De voordracht voor de vast te stellen ministeriële regeling kan niet eerder worden gedaan dan op 25 december 2021 dan wel binnen veertien dagen na het verstrekken van de in de vorige volzin bedoelde inlichtingen.

Bij de termijnen is rekening gehouden met de recesperiode van de Tweede Kamer.

Aan de Voorzitter van de Tweede Kamer der Staten-Generaal

Den Haag, 24 november 2021

Hierbij bied ik uw Kamer de ontwerp-Regeling provinciale aankoop veehouderijen nabij natuurgebieden (Rpav) aan, beter bekend als (de eerste tranche van de) «Maatregel gerichte opkoop»1. Ik leg uw Kamer dit ontwerp voor in het kader van de voorhangprocedure van artikel 4.10, zesde lid, van de Comptabiliteitswet 2016 (Cw).

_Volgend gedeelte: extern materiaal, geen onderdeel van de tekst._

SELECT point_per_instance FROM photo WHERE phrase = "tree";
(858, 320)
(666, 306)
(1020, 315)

Deze ontwerpregeling is bedoeld ter vervanging van de Rpav zoals zij gold tot 1 november 2021. Eerder heb ik uw Kamer geïnformeerd over mijn voornemen om het subsidieplafond voor de Rpav te verhogen met € 133,4 miljoen resterend budget van de Subsidieregeling sanering varkenshouderijen.2 De afgelopen maanden is daarnaast in overleg met provincies gewerkt aan enkele wijzigingen om de effectiviteit van de Rpav te vergroten:

  • 1. verruiming van de subsidiabele kosten via aanpassing van de definitie van «landbouwgrond», waarmee opkoop van grond onder en rond de bedrijfsgebouwen (zoals stallen) mogelijk wordt gemaakt;

  • 2. verhoging van de plafondwaarde voor veehouderijen zonder productierecht van € 125.000 per mol stikstofdepositie per hectare per jaar naar € 250.000 per mol stikstofdepositie per hectare per jaar;

  • 3. verlenging van de eindtermijn waarbinnen de koopovereenkomsten moeten zijn afgesloten met vier maanden, tot en met 4 september 2022.

Met deze wijzigingen worden naar verwachting meer opkopen gerealiseerd en kunnen de aan provincies beschikbaar gestelde budgetten meer worden benut dan zonder deze wijzigingen het geval zou zijn geweest. Daarmee komt door de vermindering van de stikstofdepositie meer stikstofruimte beschikbaar die onder bepaalde voorwaarden via het zogenoemde stikstofregistratiesysteem, toe te delen is aan tracébesluiten of woningbouwprojecten en aan de legalisatie van in het kader van het PAS gemelde en meldingsvrije activiteiten.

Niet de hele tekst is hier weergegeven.